Time for Reflection and Professional Dialogue


‘We need time to think about and talk about our classroom practices, the what and how of what we are doing and why … we need to talk about this with each other’. Elizabeth, a secondary school teacher is speaking.

‘If you are not being reflective, if you are not taking account of the context, you can’t make good decisions’.

‘I don’t mean that teachers should feel guilty about their practice because often its just so hard to find time to stop and reflect’.

Nguyen chipped in, ‘I’m the opposite I want teachers to feel guilty! When you feel guilty it’s because you care and you know there’s more you can do.’

‘But the guilt can have a negative effect’, says Elizabeth, ‘it’s sometimes OK for the teacher to offer less than their best and, the teacher should not feel guilty about this. It’s a big job. Some days I’m just tired … . I think we need to accept that we are human’.

‘Can we ever have a time that is not a teaching time … a time to refresh where nothing is expected?’.

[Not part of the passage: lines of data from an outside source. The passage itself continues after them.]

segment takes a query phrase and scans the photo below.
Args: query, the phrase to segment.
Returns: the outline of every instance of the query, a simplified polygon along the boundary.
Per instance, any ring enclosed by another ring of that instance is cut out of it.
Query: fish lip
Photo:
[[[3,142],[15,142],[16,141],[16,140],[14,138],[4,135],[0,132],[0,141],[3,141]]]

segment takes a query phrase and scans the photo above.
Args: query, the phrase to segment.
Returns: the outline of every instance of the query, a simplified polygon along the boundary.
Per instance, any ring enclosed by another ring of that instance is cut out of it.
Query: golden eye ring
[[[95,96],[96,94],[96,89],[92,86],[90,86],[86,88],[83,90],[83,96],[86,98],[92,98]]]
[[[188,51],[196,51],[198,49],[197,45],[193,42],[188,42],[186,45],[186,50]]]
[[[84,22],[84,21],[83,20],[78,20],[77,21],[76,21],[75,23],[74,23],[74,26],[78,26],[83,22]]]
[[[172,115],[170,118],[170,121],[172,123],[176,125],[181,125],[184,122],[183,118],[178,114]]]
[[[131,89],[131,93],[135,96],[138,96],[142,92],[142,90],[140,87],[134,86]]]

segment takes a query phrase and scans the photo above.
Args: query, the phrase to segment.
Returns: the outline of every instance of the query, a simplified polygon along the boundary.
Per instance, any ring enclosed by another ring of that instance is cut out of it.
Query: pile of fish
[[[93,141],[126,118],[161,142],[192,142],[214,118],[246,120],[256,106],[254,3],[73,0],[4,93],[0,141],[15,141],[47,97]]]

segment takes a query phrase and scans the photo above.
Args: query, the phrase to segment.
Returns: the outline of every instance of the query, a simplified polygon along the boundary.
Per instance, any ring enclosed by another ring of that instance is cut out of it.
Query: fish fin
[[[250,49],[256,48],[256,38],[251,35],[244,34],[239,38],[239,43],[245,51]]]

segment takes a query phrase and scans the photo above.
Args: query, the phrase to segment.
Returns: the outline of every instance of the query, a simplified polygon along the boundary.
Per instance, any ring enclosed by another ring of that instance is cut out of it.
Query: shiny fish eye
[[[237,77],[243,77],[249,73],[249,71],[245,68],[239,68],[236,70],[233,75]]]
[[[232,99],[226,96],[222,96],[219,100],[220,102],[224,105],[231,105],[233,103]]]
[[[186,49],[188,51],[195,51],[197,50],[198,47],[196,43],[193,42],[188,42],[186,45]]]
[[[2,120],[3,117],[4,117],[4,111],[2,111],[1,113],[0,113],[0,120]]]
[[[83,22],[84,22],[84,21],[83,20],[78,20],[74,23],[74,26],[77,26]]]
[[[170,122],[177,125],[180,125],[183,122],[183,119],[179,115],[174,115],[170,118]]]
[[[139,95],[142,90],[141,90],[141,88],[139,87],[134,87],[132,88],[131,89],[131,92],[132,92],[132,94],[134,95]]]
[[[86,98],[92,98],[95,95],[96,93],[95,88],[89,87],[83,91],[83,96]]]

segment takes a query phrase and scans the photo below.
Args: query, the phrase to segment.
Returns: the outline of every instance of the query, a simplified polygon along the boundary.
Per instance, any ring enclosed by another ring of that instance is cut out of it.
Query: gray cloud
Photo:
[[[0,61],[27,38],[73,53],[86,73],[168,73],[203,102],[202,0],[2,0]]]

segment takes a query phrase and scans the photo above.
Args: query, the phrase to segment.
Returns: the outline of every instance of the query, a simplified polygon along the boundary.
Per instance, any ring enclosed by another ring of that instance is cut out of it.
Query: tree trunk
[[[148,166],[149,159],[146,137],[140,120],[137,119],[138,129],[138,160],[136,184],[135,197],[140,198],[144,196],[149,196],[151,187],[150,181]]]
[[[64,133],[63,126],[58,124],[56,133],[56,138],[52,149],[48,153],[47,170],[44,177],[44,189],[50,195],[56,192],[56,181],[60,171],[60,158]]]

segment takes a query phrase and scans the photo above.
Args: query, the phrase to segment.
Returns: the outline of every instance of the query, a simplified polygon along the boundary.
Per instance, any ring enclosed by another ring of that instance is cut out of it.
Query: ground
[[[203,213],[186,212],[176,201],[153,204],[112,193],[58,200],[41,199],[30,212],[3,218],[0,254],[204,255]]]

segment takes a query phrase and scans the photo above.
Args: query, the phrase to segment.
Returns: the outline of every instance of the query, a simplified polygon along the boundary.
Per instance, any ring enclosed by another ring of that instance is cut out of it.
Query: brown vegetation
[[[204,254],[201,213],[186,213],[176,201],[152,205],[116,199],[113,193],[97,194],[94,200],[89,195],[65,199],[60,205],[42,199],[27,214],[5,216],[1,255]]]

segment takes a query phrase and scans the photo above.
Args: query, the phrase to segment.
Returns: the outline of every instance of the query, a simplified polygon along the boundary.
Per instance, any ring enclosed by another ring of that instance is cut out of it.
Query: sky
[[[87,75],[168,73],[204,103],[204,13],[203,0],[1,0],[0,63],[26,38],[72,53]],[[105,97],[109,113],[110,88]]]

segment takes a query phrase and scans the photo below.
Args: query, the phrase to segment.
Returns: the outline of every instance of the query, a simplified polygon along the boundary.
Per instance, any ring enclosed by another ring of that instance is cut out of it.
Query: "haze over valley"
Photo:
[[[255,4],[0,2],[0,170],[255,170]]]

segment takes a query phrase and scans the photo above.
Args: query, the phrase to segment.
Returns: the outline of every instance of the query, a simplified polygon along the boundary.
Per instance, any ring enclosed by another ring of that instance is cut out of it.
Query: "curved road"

‘We need more non-contact time to allow for discussion and reflection between teaching. We need that reflection time … to think about the fluid things, the things that we do that we do not value … the things that we do that we don’t consciously know we are doing but we are.’


Burrows, Peter, Bill Cope, Mary Kalantzis, Les Morgan, Kieju Suominen and Nicola Yelland. 2006. Data from the Australian Research Council Learning By Design Project. ‘Unpublished Manuscript‘.